13 January 2012

"...people inclined to comment from the anonymity of a keyboard tend to have opinions they're ashamed of expressing as real face-to-face people."

I have three new media-related pet peeves. I thought I’d share them with you, because what’s the point of having a blog if I don’t use it to force my opinions upon the world?

The first is the weather. Or rather, the way the weather is reported as if it’s never happened before. Snow in Atlantic Canada! Snow in Russia and Alaska! Deep Freeze in the Prairies! Will wonders never cease? There’s a reason most awkward elevator small talk is about the weather: it’s one of the few things otherwise disparate people have in common. We all see, think about, and are affected by the weather every single day. I mean, the snowmageddon thing in Alaska is cool, but does every single snowfall in every major population center have to be a separate news story? I mean, I live here and I don’t care that we’re bracing for a storm. It’s WINTER it’s going to SNOW and RAIN. That’s what “winter” means here. If it was, say, July and we were bracing for snow that would be something different. If it was February and Alaska was going through a humidexmageddon, that would be a story.
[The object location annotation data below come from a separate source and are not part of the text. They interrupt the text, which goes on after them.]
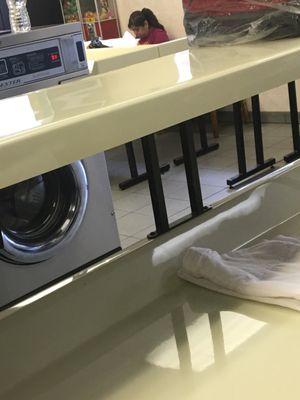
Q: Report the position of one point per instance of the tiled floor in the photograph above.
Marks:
(133, 206)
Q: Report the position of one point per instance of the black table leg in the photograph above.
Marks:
(257, 126)
(135, 176)
(205, 147)
(155, 186)
(294, 122)
(191, 167)
(240, 144)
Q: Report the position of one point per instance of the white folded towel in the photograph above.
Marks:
(268, 272)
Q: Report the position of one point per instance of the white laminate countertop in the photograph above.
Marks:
(53, 127)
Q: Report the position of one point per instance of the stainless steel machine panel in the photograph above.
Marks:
(41, 58)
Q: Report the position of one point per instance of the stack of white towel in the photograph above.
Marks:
(268, 272)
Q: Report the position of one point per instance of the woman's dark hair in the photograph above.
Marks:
(138, 18)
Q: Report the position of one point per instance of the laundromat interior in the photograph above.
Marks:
(149, 199)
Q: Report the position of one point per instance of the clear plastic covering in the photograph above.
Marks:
(222, 22)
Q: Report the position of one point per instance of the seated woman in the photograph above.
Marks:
(146, 27)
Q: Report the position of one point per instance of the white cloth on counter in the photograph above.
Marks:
(267, 272)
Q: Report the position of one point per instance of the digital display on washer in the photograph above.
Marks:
(30, 63)
(3, 67)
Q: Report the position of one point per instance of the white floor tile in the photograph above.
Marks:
(132, 223)
(120, 213)
(132, 202)
(133, 206)
(142, 234)
(128, 241)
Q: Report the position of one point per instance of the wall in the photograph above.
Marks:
(169, 13)
(44, 12)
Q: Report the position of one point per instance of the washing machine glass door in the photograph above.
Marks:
(41, 215)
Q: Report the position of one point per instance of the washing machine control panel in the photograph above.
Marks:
(39, 63)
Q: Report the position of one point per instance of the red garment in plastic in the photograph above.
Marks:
(228, 7)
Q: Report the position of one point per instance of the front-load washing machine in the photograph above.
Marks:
(53, 225)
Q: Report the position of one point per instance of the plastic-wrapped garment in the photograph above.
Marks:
(221, 22)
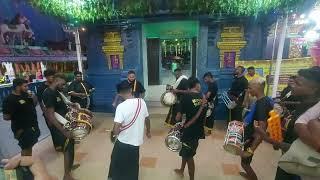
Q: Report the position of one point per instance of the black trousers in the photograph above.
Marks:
(282, 175)
(124, 163)
(210, 120)
(171, 117)
(236, 113)
(63, 143)
(52, 132)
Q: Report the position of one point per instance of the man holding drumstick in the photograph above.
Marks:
(252, 139)
(129, 122)
(54, 102)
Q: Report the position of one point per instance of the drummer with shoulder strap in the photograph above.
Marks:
(237, 93)
(211, 96)
(192, 105)
(259, 115)
(180, 87)
(306, 89)
(54, 103)
(129, 122)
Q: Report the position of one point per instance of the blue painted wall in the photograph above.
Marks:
(100, 76)
(105, 80)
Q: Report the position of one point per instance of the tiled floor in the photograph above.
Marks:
(157, 162)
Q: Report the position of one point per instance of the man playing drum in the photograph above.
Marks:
(192, 104)
(129, 122)
(212, 99)
(237, 92)
(53, 102)
(180, 87)
(260, 116)
(49, 75)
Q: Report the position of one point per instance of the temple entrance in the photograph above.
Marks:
(166, 55)
(168, 45)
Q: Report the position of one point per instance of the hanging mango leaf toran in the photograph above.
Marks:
(93, 10)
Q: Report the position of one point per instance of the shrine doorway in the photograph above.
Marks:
(167, 46)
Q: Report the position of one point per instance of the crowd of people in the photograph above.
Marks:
(300, 118)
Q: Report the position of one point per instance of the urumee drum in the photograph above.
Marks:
(168, 99)
(233, 142)
(80, 122)
(173, 141)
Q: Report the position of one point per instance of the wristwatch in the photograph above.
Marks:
(250, 151)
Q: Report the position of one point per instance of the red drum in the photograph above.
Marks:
(233, 142)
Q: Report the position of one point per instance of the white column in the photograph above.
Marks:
(78, 48)
(279, 57)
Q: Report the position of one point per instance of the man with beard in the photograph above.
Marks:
(19, 107)
(138, 90)
(237, 92)
(306, 88)
(80, 91)
(212, 99)
(49, 75)
(180, 87)
(260, 115)
(251, 75)
(192, 105)
(54, 102)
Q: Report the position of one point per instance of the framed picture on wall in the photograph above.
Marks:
(229, 59)
(115, 61)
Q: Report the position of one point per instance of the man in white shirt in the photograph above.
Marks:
(130, 120)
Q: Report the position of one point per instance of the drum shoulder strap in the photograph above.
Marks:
(136, 115)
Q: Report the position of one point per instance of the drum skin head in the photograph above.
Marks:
(235, 150)
(173, 143)
(168, 99)
(79, 133)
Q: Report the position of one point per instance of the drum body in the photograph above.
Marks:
(173, 141)
(80, 122)
(168, 99)
(233, 142)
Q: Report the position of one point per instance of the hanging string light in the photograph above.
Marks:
(93, 10)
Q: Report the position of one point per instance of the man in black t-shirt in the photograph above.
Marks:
(212, 99)
(138, 90)
(19, 107)
(49, 75)
(180, 87)
(80, 91)
(261, 114)
(237, 92)
(55, 103)
(192, 105)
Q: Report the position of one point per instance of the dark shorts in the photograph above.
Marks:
(27, 137)
(124, 163)
(282, 175)
(189, 148)
(61, 142)
(247, 160)
(236, 113)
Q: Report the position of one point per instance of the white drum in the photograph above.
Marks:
(233, 142)
(168, 99)
(172, 140)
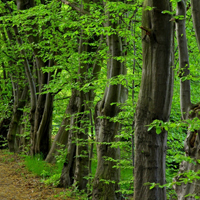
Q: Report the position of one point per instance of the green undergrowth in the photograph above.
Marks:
(50, 173)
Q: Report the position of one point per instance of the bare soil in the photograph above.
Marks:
(16, 183)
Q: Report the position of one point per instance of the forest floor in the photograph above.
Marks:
(17, 183)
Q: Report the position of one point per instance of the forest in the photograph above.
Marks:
(107, 90)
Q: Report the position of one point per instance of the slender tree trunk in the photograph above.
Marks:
(16, 119)
(189, 110)
(154, 100)
(105, 185)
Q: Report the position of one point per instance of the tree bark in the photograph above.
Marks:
(154, 100)
(105, 184)
(16, 119)
(189, 110)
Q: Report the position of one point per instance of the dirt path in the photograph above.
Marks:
(16, 183)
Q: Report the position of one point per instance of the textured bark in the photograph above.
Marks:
(105, 184)
(154, 100)
(19, 103)
(67, 176)
(189, 110)
(4, 127)
(183, 60)
(63, 132)
(41, 104)
(195, 4)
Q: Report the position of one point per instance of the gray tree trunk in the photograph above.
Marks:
(154, 100)
(189, 110)
(105, 184)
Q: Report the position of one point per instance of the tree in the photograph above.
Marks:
(154, 101)
(189, 110)
(107, 176)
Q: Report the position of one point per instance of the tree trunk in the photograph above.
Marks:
(19, 103)
(154, 100)
(105, 185)
(189, 110)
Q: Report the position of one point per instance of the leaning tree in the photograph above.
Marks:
(154, 101)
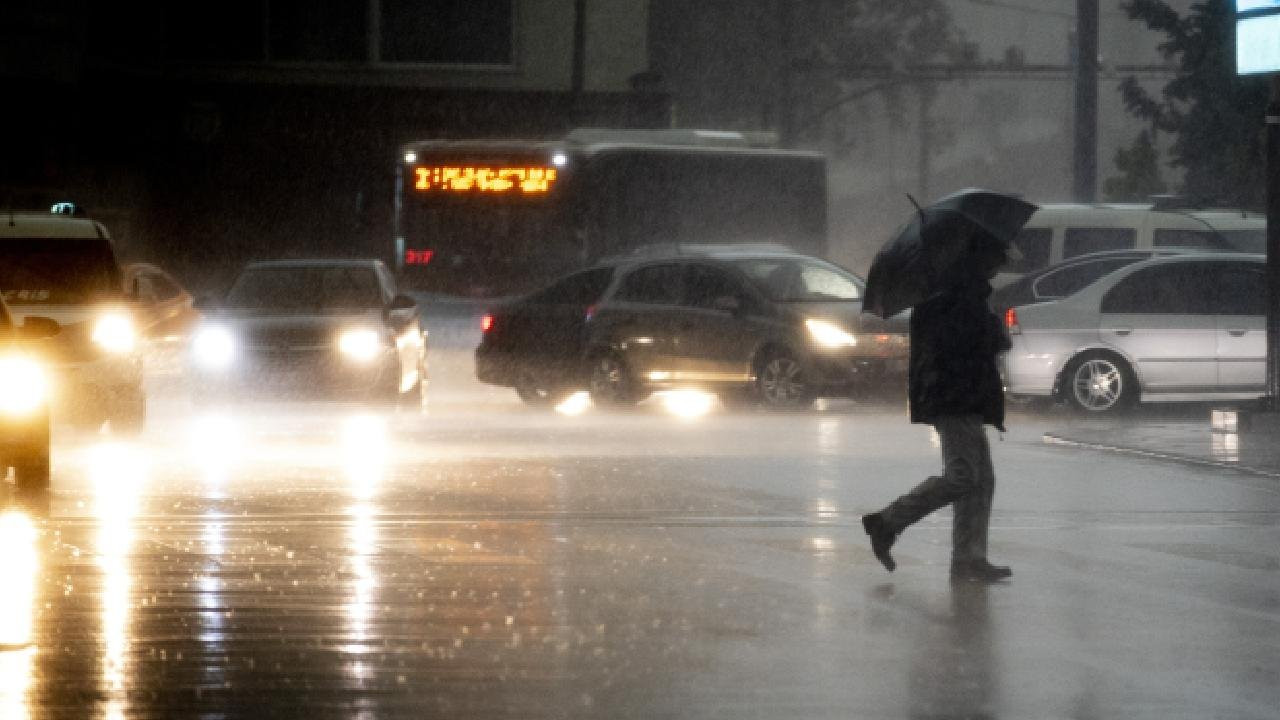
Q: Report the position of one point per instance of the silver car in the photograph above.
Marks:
(311, 328)
(1185, 327)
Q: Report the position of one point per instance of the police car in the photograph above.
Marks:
(62, 265)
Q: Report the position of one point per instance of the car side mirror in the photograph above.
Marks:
(727, 304)
(39, 328)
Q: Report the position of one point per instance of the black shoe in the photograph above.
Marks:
(882, 540)
(979, 572)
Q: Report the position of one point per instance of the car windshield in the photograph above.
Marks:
(786, 279)
(58, 272)
(1252, 240)
(306, 290)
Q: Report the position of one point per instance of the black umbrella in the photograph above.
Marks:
(926, 255)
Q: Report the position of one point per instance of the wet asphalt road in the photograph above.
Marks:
(481, 560)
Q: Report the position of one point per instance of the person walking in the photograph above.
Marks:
(954, 384)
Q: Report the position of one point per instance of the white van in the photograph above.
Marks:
(1060, 232)
(62, 265)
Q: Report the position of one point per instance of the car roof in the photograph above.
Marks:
(699, 251)
(1144, 253)
(27, 224)
(312, 263)
(1220, 218)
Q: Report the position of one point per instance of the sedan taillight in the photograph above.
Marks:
(1011, 322)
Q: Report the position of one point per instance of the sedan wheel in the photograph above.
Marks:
(1100, 383)
(782, 384)
(611, 382)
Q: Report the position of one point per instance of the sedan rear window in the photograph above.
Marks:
(1080, 241)
(1072, 278)
(58, 272)
(785, 279)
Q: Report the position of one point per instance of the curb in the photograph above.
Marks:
(1050, 438)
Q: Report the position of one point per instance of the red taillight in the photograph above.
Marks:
(1011, 322)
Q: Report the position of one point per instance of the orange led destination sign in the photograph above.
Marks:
(529, 180)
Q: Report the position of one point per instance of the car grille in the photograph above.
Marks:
(272, 340)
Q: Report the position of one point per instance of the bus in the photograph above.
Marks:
(488, 218)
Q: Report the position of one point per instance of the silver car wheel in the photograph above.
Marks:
(1098, 384)
(609, 383)
(782, 382)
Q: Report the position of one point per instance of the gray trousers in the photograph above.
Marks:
(968, 483)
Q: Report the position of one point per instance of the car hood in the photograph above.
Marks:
(293, 328)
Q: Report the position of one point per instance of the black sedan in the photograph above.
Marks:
(311, 328)
(757, 326)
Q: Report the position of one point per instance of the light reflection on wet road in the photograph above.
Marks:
(327, 561)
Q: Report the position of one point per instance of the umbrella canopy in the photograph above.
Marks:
(924, 256)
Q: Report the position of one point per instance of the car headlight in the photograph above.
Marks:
(114, 333)
(23, 386)
(213, 347)
(830, 335)
(360, 345)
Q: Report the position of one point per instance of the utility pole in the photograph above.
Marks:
(786, 98)
(1272, 149)
(924, 165)
(579, 78)
(1086, 158)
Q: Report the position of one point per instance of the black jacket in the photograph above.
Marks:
(955, 341)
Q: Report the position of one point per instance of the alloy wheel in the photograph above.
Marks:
(609, 382)
(782, 382)
(1097, 384)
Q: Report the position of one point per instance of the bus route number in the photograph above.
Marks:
(485, 180)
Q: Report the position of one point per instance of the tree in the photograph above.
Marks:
(1139, 165)
(1214, 115)
(858, 49)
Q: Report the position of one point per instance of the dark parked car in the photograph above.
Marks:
(328, 328)
(753, 324)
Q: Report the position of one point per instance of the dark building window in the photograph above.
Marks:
(447, 31)
(318, 31)
(225, 31)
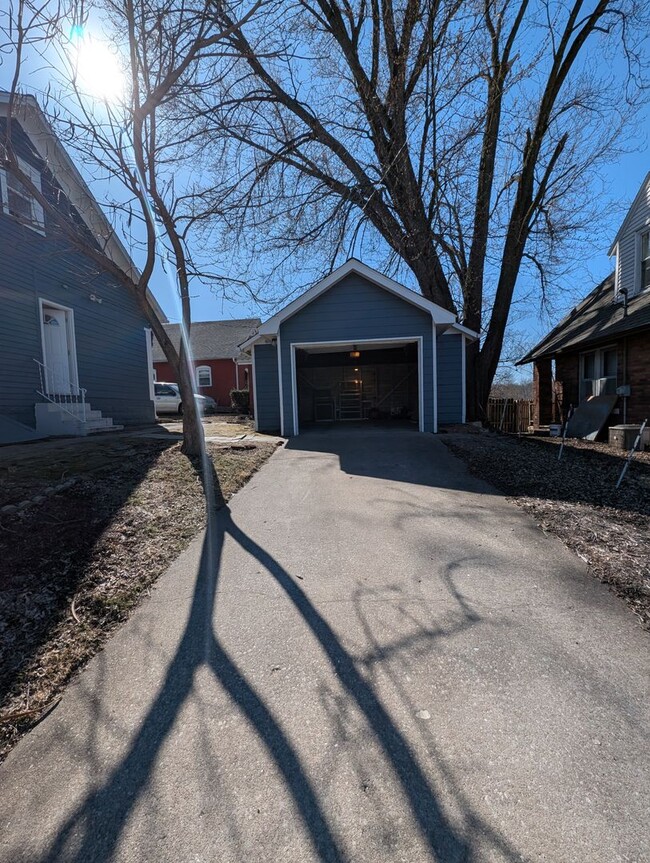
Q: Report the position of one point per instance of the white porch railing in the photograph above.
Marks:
(72, 401)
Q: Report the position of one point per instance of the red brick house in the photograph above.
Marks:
(219, 363)
(603, 345)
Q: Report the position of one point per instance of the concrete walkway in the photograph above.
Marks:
(370, 657)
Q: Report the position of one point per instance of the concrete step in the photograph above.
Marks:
(105, 429)
(56, 420)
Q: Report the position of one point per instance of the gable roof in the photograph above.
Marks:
(438, 313)
(211, 340)
(48, 147)
(596, 319)
(644, 191)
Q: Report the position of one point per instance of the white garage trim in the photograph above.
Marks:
(463, 372)
(434, 359)
(281, 387)
(345, 343)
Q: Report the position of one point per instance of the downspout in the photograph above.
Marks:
(625, 377)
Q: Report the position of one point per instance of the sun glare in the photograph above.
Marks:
(98, 70)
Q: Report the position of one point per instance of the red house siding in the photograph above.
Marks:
(226, 376)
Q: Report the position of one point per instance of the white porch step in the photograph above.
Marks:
(54, 420)
(75, 409)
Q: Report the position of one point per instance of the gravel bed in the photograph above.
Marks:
(575, 498)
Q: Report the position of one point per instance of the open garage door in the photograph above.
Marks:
(366, 381)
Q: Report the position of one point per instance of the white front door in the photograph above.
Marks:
(58, 351)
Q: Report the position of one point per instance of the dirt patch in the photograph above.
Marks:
(576, 499)
(95, 527)
(224, 425)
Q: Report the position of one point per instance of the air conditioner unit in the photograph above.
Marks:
(599, 386)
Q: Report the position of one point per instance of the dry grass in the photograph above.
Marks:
(225, 425)
(75, 565)
(576, 500)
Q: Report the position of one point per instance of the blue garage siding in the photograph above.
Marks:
(450, 370)
(267, 399)
(110, 338)
(355, 309)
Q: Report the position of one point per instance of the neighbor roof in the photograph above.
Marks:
(596, 319)
(34, 124)
(438, 313)
(211, 340)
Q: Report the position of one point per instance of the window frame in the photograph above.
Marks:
(599, 368)
(197, 374)
(37, 220)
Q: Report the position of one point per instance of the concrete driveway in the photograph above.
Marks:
(370, 656)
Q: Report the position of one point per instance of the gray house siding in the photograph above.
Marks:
(355, 309)
(110, 338)
(628, 248)
(267, 398)
(450, 370)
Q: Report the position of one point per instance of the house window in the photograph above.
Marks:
(645, 261)
(18, 202)
(204, 376)
(598, 371)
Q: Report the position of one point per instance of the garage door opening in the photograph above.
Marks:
(375, 382)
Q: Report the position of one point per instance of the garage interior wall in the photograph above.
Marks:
(381, 384)
(355, 309)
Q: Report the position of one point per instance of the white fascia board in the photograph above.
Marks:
(75, 188)
(439, 315)
(639, 195)
(459, 328)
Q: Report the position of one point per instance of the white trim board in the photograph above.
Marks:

But the weather doing what it’s supposed to do when it’s supposed to do it is just assumed. It does not require constant coverage. 

Holy carp! Snow at high elevations! The people need to know!



My second pet peeve is what I consider to be a lazy journalistic practice. It’s when reporters use quotes from internet comment sections in their stories. Like, if the story is about a piece that was originally reported in the NY Times, and the journalist quotes comments from that webpage in their story: “T&AalltheWAY666 disagreed with the study’s finding….”  Every time I see some anonymous reader comment in an otherwise legitimate news story, it just strikes me as lazy and dangerous. I understand this is a way to report on what the "average" person thinks, but it gives a voice to all those crazy whackjobs who write comments on the internet news sites. I asked my favourite journalist about this and here's what she said:
“I agree it's lazy. Plus, people inclined to comment from the anonymity of a keyboard tend to have opinions they're ashamed of expressing as real face-to-face people. I think giving them disproportionate space hastens the decline of our civilization. And I'm not being hyperbolic — I really believe that. 
That said, reporters are under time pressure, and people on the street are suspicious of talking to reporters (I know – I've done those man-on-the-street surveys) so it takes time to sweet-talk them and put them at ease. 
Still, I think it's better to do without average-person comment than to take it from posts. Unless it's a story to show how idiotic people can be! 
Love, Mom”


Finally, I think we need stricter criteria for calling a video “viral,” because I’m sick of hearing about them and the current definition seems to be "any video people who write about viral videos have seen," regardless of the actual number of views. The last story I saw about a viral video said the video had ~300,000 views. That’s a paltry .004% of the world’s population. Even if we limit that to the number of people who have internet access (2 billion), it’s still only ~.02%. I think at least 10% of the people on the internet need to have seen something before it’s called “viral” and before news stories are devoted to it.